The Holly Blue is easily identified in early spring, as it emerges well before other blue butterflies. It tends to fly high around bushes and trees, whereas other grassland blues usually stay near ground level. It is much the commonest blue found in parks and gardens where it congregates around Holly (in spring) and Ivy (in late summer).

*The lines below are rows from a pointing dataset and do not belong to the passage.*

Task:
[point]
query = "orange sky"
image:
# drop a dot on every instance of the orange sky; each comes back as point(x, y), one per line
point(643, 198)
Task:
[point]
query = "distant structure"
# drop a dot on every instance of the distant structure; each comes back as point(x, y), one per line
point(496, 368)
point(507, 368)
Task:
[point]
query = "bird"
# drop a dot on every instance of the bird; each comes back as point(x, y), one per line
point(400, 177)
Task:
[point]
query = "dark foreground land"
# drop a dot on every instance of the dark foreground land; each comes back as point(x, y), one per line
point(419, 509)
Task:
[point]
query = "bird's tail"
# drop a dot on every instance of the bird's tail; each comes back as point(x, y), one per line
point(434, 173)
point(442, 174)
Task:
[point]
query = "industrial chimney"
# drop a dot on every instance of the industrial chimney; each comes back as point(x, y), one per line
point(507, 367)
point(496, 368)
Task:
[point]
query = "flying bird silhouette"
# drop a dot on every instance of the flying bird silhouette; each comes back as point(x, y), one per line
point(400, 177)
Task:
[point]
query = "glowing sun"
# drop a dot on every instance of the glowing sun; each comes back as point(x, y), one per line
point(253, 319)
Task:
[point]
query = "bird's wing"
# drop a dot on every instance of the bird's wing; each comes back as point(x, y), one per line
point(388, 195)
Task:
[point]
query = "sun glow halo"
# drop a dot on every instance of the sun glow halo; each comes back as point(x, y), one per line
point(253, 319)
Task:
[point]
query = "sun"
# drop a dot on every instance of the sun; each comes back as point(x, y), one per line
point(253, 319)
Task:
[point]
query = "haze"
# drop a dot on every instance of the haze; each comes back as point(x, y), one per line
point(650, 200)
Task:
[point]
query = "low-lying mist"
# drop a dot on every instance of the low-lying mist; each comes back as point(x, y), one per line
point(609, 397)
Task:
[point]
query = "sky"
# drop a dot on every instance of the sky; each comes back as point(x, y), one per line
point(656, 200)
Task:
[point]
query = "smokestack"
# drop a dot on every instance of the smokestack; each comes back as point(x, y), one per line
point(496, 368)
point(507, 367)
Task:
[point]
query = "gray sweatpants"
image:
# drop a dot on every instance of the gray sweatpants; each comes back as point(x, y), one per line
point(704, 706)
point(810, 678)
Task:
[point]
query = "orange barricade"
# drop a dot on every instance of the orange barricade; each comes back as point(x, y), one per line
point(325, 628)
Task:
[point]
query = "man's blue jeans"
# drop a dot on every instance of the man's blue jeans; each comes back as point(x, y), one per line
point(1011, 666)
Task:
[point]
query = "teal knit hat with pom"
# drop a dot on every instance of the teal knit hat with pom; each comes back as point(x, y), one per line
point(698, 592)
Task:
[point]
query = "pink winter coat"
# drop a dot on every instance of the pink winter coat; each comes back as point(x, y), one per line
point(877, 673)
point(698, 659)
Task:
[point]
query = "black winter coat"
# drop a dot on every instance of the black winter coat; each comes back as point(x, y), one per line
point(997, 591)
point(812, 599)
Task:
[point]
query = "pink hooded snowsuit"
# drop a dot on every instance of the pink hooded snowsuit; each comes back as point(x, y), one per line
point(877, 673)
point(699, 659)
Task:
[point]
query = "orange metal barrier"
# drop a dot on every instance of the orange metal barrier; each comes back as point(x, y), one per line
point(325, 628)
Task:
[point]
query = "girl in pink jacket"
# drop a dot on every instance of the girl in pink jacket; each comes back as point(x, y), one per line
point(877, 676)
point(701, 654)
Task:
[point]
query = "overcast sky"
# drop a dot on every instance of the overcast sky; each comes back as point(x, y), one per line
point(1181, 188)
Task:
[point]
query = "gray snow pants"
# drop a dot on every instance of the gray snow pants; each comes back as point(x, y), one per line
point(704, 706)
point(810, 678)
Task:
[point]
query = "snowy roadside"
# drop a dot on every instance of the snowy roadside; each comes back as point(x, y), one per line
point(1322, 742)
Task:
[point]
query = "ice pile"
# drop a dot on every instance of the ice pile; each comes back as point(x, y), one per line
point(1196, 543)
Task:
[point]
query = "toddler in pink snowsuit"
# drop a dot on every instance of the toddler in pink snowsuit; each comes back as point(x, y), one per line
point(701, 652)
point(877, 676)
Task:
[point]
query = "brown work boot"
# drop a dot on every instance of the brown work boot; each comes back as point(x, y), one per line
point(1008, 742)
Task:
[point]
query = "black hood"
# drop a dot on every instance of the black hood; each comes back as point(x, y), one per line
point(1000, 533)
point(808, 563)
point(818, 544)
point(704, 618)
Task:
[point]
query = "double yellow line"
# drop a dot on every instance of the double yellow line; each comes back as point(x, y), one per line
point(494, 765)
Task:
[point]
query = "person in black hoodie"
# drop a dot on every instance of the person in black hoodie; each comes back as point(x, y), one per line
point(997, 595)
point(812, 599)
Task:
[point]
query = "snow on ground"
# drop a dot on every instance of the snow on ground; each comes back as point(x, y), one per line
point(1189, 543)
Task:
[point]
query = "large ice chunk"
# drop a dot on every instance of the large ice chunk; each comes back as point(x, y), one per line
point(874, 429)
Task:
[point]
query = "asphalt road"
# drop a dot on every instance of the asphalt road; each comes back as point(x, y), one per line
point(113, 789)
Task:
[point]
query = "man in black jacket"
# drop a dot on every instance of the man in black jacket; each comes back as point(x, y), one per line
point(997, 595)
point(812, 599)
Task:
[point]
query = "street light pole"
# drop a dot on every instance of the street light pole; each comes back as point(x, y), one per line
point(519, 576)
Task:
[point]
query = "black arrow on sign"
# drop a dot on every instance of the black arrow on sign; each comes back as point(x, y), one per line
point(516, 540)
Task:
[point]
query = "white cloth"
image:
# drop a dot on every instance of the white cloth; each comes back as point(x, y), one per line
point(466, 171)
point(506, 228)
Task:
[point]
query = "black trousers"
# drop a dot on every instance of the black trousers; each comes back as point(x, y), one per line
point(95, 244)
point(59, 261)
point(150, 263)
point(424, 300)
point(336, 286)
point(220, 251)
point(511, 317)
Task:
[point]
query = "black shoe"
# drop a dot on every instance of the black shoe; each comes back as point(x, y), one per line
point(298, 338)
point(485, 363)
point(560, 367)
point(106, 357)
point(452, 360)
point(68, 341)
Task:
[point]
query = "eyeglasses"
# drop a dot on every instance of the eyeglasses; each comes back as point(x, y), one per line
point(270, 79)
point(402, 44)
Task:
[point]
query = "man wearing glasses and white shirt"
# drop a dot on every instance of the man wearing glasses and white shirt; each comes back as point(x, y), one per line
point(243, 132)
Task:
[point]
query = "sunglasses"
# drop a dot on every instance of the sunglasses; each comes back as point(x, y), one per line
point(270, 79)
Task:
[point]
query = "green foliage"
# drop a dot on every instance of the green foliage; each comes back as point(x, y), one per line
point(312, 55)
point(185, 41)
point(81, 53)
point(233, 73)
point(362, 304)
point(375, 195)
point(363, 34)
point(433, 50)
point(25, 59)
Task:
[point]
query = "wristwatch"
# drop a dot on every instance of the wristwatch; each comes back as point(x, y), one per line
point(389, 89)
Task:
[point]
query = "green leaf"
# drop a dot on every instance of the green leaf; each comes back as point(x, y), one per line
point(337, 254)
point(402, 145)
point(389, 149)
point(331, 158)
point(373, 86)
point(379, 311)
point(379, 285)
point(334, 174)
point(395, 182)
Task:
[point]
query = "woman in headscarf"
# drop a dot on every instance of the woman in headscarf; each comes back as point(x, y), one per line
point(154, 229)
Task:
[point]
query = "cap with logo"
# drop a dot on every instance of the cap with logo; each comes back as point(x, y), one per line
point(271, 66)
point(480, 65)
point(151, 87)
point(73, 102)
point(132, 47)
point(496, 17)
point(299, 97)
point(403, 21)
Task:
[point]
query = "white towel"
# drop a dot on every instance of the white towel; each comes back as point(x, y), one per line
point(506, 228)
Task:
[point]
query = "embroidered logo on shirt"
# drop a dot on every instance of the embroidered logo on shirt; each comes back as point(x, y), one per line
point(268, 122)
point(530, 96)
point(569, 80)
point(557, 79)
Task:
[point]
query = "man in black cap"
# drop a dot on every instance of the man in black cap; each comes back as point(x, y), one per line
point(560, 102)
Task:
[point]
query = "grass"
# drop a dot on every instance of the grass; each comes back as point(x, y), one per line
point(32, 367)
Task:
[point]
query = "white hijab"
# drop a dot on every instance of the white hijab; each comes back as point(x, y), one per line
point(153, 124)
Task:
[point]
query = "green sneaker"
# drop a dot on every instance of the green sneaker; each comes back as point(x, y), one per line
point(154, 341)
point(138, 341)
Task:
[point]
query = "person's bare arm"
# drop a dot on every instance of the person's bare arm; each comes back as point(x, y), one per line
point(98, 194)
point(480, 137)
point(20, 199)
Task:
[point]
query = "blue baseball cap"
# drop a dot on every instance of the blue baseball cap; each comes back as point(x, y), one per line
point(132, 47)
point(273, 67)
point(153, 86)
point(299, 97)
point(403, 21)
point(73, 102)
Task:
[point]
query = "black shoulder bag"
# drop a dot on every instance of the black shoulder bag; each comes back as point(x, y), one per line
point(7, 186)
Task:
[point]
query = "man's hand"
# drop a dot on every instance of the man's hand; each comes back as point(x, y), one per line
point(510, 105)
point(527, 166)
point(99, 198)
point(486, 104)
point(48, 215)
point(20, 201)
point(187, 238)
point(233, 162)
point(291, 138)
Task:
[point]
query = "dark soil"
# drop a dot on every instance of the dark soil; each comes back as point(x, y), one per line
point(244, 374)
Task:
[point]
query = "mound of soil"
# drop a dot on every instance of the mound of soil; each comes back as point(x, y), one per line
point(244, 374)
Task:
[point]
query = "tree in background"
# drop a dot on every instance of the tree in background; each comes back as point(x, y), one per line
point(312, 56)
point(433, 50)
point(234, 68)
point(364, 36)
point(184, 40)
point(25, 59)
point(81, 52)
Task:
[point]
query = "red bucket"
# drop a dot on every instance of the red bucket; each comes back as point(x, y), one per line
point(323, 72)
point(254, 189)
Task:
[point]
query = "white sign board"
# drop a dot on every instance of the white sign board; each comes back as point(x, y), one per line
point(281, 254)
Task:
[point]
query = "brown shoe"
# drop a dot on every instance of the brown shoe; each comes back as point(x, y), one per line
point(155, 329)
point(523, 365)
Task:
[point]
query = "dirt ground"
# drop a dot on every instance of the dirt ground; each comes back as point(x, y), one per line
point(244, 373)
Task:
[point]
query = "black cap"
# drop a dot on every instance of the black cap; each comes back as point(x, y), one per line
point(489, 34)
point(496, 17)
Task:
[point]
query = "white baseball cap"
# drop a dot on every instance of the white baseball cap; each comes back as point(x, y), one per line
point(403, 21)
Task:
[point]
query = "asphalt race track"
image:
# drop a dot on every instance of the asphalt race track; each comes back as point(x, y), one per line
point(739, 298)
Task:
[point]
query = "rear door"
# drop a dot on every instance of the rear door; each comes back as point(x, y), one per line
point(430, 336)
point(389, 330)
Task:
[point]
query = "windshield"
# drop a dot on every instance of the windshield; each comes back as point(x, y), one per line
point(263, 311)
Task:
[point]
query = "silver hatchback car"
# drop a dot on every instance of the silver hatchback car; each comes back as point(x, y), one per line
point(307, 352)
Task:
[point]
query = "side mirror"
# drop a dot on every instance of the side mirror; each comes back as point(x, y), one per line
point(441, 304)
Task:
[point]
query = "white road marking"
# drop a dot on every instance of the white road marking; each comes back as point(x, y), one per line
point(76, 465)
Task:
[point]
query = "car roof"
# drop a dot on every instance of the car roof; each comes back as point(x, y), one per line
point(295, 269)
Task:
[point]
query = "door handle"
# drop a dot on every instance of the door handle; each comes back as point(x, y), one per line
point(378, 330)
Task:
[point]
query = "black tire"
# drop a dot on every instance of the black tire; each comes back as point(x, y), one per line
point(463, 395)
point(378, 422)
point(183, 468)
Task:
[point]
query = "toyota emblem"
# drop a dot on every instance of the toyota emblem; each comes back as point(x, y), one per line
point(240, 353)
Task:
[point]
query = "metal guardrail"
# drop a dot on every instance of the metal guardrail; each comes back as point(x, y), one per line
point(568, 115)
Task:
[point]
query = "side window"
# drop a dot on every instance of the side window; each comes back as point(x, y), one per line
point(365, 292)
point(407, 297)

The Holly Blue is widespread, but undergoes large fluctuations in numbers from year to year. It has expanded northwards in recent years and has colonised parts of midland and northern England.
Size and Family
- Family: Blues
- Size: Small
- Wing Span Range (male to female): 35mm
- Butterfly Conservation priority: Low
- European status: Not threatened
- Fully Protected under the Northern Ireland 1985 Wildlife Order
The larvae feed predominantly on the flower buds, berries and terminal leaves of Holly (Ilex aquifolium) in the spring generation, and Ivy (Hedera helix) in the summer generation. The spring generation can complete larval development entirely on leaves of male Holly bushes, although female bushes are preferred. They also use a wide range of other wild and garden plants including Spindle (Euonymus europaeus), dogwoods (Cornus spp.), snowberries (Symphoricarpos spp), gorses (Ulex spp.), and Bramble (Rubus fruticosus).
A common garden visitor, also seen in parks, churchyards, hedgerows and woodland rides.